Having begun his career as a humble hat-maker, Wilson taught himself
enough about finance and economics as the years passed, and eventually rose to
the position of finance member in Viceroy Lord Canning’s Council in undivided
India. He was also a member of the British Parliament, besides being Finance
Secretary to the UK Treasury and Vice-President of the Board of Trade.
Wilson first arrived in India in 1859, at a time when the British
government here was hard beset by Financial stress in the wake of what the
British called the Sepoy Mutiny and Indians their first War of Independence.
Increased military expenditure had drained the government’s resources, leaving
with huge debts. Wilson, with his deep knowledge of how the market worked, was
seen as the man who could salvage the situation.

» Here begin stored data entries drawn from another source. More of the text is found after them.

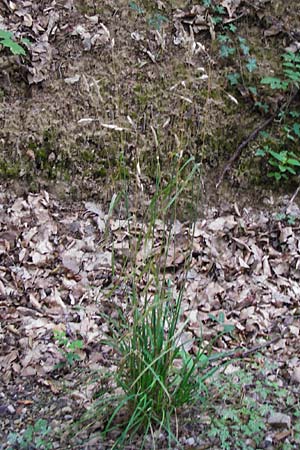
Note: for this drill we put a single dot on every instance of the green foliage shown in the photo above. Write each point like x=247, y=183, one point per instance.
x=289, y=218
x=285, y=163
x=68, y=348
x=156, y=19
x=291, y=73
x=247, y=398
x=157, y=375
x=33, y=437
x=7, y=40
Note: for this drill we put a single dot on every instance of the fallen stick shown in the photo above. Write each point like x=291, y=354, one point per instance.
x=244, y=144
x=253, y=135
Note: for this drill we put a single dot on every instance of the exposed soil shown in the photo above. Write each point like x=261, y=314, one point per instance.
x=105, y=92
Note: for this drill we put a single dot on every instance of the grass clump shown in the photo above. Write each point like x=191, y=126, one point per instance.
x=161, y=368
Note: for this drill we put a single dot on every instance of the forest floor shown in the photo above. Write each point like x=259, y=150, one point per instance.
x=104, y=97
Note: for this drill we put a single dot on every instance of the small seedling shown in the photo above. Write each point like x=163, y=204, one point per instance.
x=285, y=163
x=7, y=40
x=33, y=437
x=68, y=349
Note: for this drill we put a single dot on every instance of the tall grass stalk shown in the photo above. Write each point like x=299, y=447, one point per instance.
x=156, y=377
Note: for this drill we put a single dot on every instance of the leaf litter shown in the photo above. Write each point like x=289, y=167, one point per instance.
x=56, y=274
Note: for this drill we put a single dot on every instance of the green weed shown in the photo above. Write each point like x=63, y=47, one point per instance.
x=33, y=437
x=7, y=40
x=68, y=349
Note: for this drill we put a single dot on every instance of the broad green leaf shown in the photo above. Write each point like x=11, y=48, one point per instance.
x=296, y=129
x=293, y=162
x=282, y=168
x=282, y=156
x=15, y=48
x=5, y=34
x=251, y=64
x=275, y=83
x=291, y=170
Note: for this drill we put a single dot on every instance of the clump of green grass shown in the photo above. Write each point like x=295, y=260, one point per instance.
x=157, y=376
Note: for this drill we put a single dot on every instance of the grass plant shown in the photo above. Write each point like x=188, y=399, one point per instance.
x=157, y=375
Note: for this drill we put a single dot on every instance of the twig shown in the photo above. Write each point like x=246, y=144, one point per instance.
x=243, y=354
x=244, y=144
x=293, y=197
x=240, y=353
x=253, y=135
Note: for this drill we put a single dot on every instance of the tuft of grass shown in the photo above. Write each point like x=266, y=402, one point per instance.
x=157, y=375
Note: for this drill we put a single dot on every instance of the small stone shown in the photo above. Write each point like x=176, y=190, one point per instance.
x=11, y=409
x=280, y=420
x=190, y=441
x=296, y=374
x=66, y=410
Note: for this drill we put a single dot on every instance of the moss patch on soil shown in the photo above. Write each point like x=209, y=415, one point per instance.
x=137, y=97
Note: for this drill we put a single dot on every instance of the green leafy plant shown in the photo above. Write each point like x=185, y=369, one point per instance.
x=285, y=162
x=7, y=40
x=157, y=374
x=291, y=73
x=247, y=398
x=156, y=19
x=289, y=218
x=68, y=349
x=33, y=437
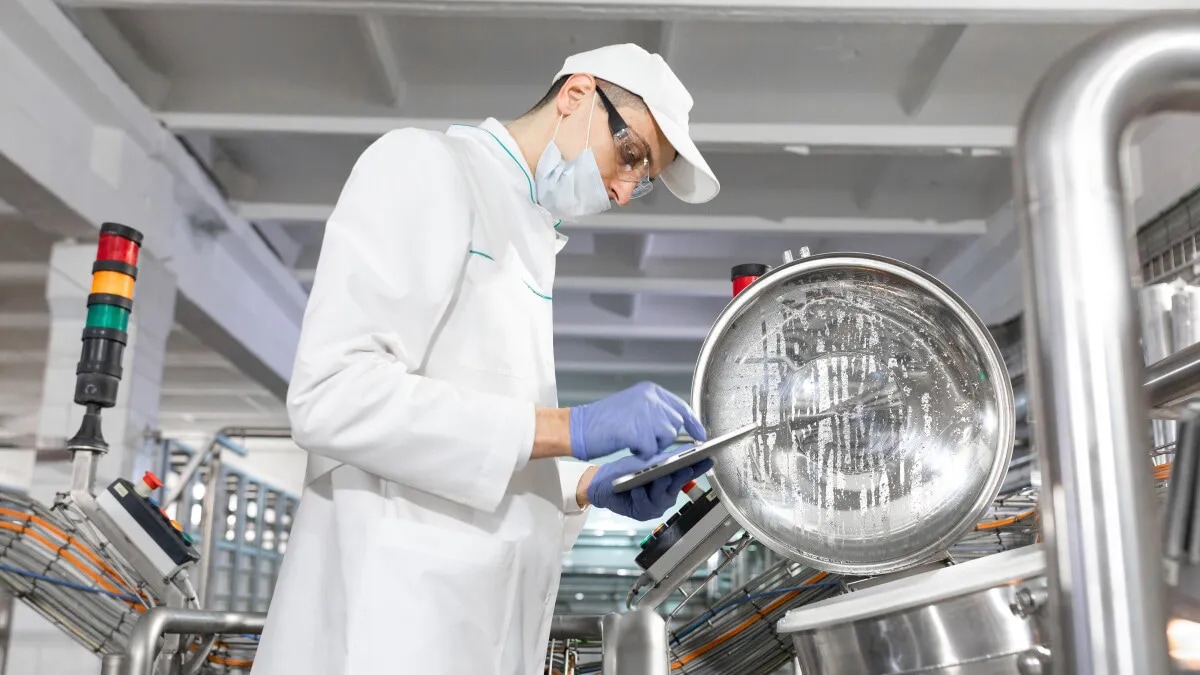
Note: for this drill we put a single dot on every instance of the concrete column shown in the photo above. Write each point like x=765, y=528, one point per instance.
x=137, y=404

He introduced for the first time in India a financial budget framed upon
the English model – inspired the public mind with fresh confidence – brought
together with the threads of finance which had been broken and scattered by a
military and political convulsion – stimulated the operations of the Military
Finance Commission to review the numerous branches of civil expenditure –
reviewed the existing system of audit and account – besides discharging the
multifarious duties developing on a Finance minister and a member of the
general government.
James Wilson was also the man behind the introduction of the income tax
act – a hated move that gave rise to a huge controversy. While he gave India an
invaluable financial governance tool by way of his budget, his income tax act
deeply dismayed businesses as well as zamindars, the landed class. His argument
was that because the British government provided Indians with a safe environment for
trade, they were justified in charging a fee in the form of an income tax. It, however, cut little ice. Aversion to pay income tax in India has persisted to
this day.
Wilson was a liberal and strong proponent of the policy of
laissez-faire. His magazine, The Economist was doubtful about imperialism – it
argued in 1862 that colonies would be just as valuable to us if they were
independent. It, however, did believe in the idea of the white’s man burden
basically the essence of colonialism saying that “uncivilized races” were owed
“guidance, guardianship and teaching”.
A 2016 article by two Canadian researchers
analyzed the Economist’s writings on India from 1843 till the 1860s. It argued:
“Despite the adherence of the paper to the ideas of laissez-faire nineteenth-century liberal ideas of political economy, it's writing on India – and the political career of its founder and editor, James Wilson – demonstrate a ready
embrace of an empire, government intervention in the economy, and increased
taxation. The article suggests this difference can be explained by the
expression of colonial difference and attitudes to race.